- Born: Lotte Schloss August 2, 1913 Braunschweig, Duchy of Brunswick, German Empire (now Lower Saxony, Germany)
- Died: September 6, 2020 (aged 107) New York City, New York State, United States
- Occupation: Author

= Lotte Strauss (author) =

German author (1913–2020)

Lotte Strauss (born Lotte Schloss; August 2, 1913 – September 6, 2020) was a German-born author who wrote about her experiences as a Jewish woman in Nazi Germany.

== Biography ==
Strauss was born to Louis Schloss (1881–1967) and Johanna Bildesheim (1885–1942) in Braunschweig, Germany in August 1913. She had a brother named Helmut (1915–1991). She was married to Herbert Arthur Strauss (1918–2005).

Between 1942 and 1943, Strauss and her husband hid in Berlin to avoid arrest by German authorities. They were finally able to flee to Switzerland with the help of her uncle Ludwig Schöneberg. In 1946, the couple had a daughter, Jane Helen. That same year, they immigrated to the United States, moving to New York.

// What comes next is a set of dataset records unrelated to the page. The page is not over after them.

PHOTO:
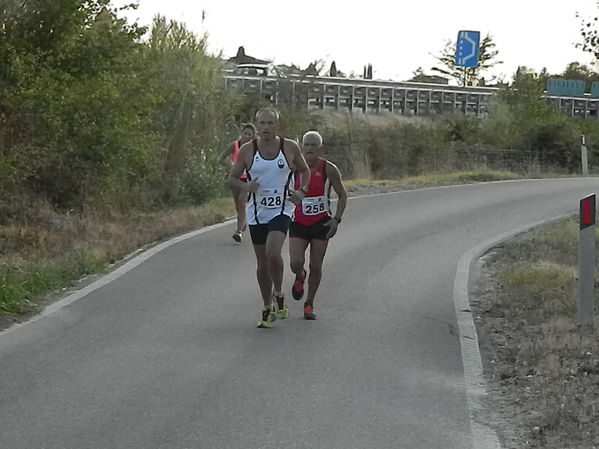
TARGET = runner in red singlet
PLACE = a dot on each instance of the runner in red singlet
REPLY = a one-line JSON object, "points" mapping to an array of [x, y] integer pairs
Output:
{"points": [[248, 132], [313, 224]]}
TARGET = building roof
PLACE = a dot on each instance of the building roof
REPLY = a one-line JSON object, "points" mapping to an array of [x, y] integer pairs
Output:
{"points": [[242, 58]]}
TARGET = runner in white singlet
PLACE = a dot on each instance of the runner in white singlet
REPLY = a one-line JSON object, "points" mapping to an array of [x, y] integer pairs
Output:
{"points": [[269, 162]]}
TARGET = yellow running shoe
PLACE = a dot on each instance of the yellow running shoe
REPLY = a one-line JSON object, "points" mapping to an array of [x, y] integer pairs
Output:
{"points": [[268, 317]]}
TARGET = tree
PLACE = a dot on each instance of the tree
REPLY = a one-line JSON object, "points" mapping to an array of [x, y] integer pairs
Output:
{"points": [[487, 59], [589, 30]]}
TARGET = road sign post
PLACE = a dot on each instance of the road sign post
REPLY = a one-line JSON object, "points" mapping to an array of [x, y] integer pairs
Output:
{"points": [[584, 160], [586, 262]]}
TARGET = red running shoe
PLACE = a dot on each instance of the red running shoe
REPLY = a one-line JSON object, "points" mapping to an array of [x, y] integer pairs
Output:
{"points": [[309, 312]]}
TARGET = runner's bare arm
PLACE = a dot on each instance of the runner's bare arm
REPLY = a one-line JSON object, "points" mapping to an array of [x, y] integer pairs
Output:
{"points": [[225, 155], [245, 154], [301, 167], [334, 176]]}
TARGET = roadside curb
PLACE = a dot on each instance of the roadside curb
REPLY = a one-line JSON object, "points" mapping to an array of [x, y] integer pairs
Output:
{"points": [[483, 435]]}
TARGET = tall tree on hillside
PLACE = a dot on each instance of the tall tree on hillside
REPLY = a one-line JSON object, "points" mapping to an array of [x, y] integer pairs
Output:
{"points": [[487, 59], [589, 30]]}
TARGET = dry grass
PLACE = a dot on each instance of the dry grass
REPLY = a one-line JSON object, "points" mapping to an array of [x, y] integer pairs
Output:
{"points": [[543, 370], [38, 259]]}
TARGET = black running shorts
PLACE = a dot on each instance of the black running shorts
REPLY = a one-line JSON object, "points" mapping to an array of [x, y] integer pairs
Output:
{"points": [[260, 232], [317, 231]]}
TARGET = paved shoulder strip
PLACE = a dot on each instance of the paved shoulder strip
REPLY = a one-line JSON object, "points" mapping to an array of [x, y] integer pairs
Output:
{"points": [[483, 435]]}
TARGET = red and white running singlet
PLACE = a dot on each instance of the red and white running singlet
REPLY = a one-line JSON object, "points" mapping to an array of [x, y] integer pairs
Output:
{"points": [[317, 203]]}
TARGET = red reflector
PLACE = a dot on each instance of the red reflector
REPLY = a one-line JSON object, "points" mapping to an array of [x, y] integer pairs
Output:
{"points": [[587, 213]]}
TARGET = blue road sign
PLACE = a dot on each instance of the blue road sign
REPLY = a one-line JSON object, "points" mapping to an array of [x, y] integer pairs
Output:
{"points": [[467, 50]]}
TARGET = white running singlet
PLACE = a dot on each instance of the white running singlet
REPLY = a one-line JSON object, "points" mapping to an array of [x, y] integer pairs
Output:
{"points": [[272, 197]]}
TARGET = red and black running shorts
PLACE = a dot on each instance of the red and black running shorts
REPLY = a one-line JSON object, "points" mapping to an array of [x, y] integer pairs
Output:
{"points": [[317, 231]]}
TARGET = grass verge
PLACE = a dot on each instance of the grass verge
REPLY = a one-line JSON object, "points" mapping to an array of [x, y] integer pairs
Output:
{"points": [[542, 370], [54, 251]]}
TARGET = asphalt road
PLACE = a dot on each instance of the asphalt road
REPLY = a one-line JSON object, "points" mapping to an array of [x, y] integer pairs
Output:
{"points": [[167, 355]]}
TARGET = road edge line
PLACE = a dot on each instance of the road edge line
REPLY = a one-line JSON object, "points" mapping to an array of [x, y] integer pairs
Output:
{"points": [[112, 275], [483, 435]]}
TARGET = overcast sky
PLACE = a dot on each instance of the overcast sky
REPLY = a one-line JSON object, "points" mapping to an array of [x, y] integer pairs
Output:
{"points": [[395, 36]]}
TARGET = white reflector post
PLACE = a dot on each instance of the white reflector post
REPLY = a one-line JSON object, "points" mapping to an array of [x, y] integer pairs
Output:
{"points": [[586, 262]]}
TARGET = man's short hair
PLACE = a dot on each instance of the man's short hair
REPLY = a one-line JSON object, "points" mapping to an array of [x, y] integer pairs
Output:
{"points": [[268, 109], [314, 134], [248, 126]]}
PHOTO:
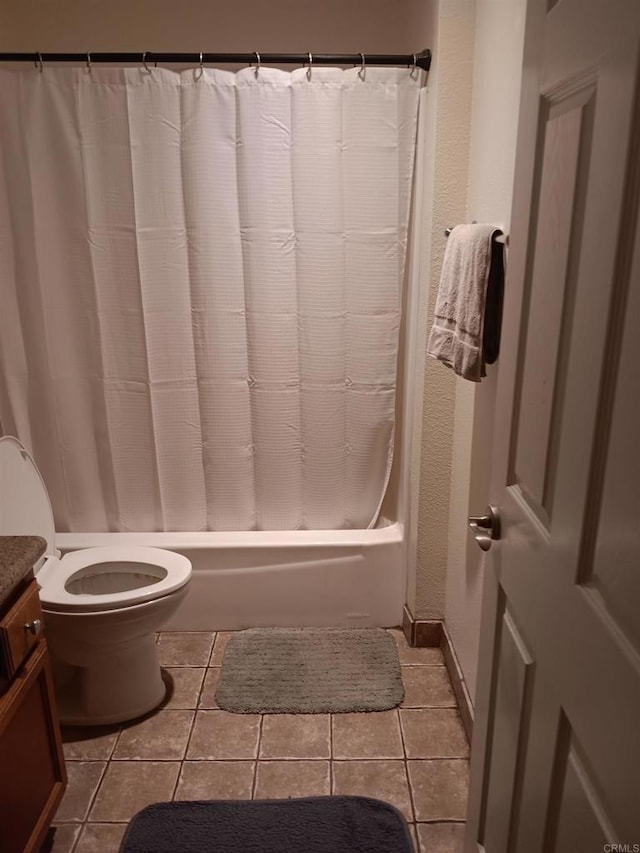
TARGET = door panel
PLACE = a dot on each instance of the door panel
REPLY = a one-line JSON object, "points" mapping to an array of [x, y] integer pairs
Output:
{"points": [[513, 691]]}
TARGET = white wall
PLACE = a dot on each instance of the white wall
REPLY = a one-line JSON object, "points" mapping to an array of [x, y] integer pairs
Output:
{"points": [[499, 37]]}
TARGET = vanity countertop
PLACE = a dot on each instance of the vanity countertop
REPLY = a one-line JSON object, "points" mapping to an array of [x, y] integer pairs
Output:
{"points": [[18, 555]]}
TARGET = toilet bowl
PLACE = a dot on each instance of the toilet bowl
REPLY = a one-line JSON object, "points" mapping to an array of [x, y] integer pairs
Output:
{"points": [[102, 606]]}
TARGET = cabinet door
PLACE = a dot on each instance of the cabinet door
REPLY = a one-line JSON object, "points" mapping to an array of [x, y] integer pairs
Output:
{"points": [[32, 771]]}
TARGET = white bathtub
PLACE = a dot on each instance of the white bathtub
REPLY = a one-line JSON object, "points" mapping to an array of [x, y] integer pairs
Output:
{"points": [[280, 578]]}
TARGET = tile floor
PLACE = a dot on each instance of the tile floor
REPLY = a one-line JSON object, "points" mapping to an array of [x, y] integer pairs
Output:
{"points": [[415, 757]]}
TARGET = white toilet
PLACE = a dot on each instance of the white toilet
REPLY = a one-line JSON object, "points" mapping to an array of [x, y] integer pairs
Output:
{"points": [[101, 606]]}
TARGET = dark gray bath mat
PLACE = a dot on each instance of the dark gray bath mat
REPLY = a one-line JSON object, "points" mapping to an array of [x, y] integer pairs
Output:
{"points": [[310, 671], [310, 825]]}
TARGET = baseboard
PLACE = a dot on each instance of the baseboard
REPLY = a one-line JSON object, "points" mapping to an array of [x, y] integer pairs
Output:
{"points": [[421, 633], [458, 683]]}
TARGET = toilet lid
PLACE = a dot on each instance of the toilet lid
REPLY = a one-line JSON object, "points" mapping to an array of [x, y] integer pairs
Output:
{"points": [[25, 508]]}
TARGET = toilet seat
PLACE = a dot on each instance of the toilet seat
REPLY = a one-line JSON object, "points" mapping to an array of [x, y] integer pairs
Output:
{"points": [[167, 571], [25, 510]]}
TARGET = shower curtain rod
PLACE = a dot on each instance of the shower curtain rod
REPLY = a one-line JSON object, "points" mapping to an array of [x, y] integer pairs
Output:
{"points": [[419, 60]]}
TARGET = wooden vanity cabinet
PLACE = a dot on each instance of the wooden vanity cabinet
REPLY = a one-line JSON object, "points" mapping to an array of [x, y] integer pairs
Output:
{"points": [[32, 769]]}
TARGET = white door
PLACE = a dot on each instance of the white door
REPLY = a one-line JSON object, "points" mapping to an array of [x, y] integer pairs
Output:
{"points": [[556, 749]]}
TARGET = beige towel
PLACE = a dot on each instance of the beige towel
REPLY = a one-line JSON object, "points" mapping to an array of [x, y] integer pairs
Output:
{"points": [[456, 336]]}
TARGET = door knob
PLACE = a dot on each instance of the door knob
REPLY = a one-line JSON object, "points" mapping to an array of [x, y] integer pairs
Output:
{"points": [[486, 527]]}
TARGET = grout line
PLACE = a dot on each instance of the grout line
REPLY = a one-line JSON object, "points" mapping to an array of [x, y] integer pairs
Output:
{"points": [[92, 799], [177, 782], [216, 634], [189, 736]]}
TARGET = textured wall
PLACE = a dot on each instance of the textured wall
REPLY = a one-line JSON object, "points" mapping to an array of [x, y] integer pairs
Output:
{"points": [[496, 96], [386, 26], [450, 87]]}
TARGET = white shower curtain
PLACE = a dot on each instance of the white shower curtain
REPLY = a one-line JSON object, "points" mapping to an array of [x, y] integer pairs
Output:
{"points": [[201, 280]]}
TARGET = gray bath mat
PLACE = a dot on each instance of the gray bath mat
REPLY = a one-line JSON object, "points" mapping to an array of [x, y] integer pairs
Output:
{"points": [[310, 671], [311, 825]]}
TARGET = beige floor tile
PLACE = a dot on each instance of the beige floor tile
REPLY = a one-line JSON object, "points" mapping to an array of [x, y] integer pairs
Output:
{"points": [[185, 648], [441, 837], [220, 735], [295, 736], [62, 838], [222, 638], [83, 778], [373, 735], [215, 780], [439, 789], [281, 779], [433, 733], [430, 656], [162, 737], [101, 838], [384, 780], [187, 683], [427, 687], [208, 695], [89, 743], [129, 786]]}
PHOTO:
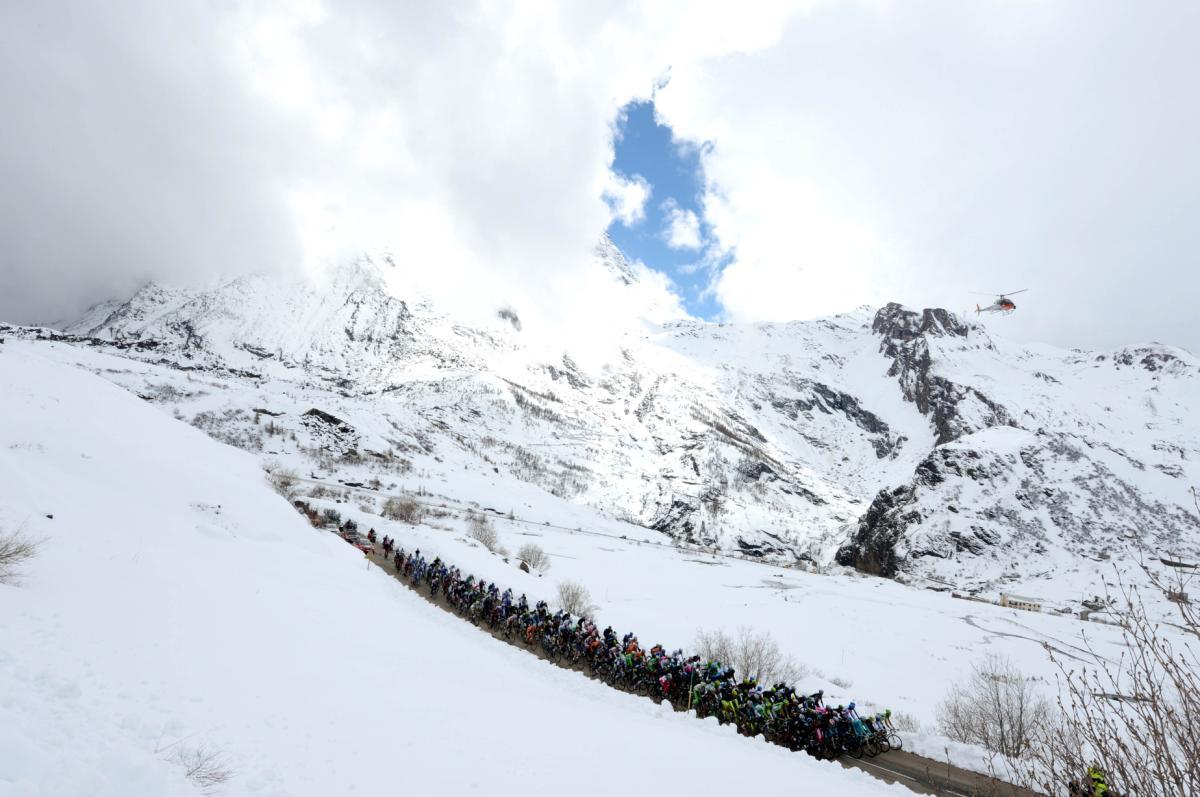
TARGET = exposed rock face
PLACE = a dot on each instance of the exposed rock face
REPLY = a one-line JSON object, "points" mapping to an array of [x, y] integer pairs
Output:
{"points": [[906, 339], [904, 443]]}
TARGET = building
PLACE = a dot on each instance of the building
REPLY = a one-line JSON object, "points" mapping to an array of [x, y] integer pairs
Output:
{"points": [[1017, 601]]}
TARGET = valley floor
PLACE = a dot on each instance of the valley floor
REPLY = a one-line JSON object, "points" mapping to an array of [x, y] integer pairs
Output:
{"points": [[178, 604]]}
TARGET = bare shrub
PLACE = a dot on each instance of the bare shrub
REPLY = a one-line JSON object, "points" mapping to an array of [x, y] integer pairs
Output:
{"points": [[16, 550], [575, 599], [534, 557], [405, 510], [204, 766], [1138, 718], [996, 707], [753, 654], [715, 646], [480, 529], [283, 481]]}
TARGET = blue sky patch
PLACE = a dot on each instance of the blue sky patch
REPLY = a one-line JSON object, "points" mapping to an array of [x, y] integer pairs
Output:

In New York, Strauss worked as a secretary at the New York State League of Women Voters.

The film We Were German Jews (1981), directed by Michael Blackwood, followed Strauss and her husband as they fled Germany. In 1997, Strauss published Over the Green Hill: Personal Memoir, Germany 1913-43.

Strauss died in September 2020 at the age of 107.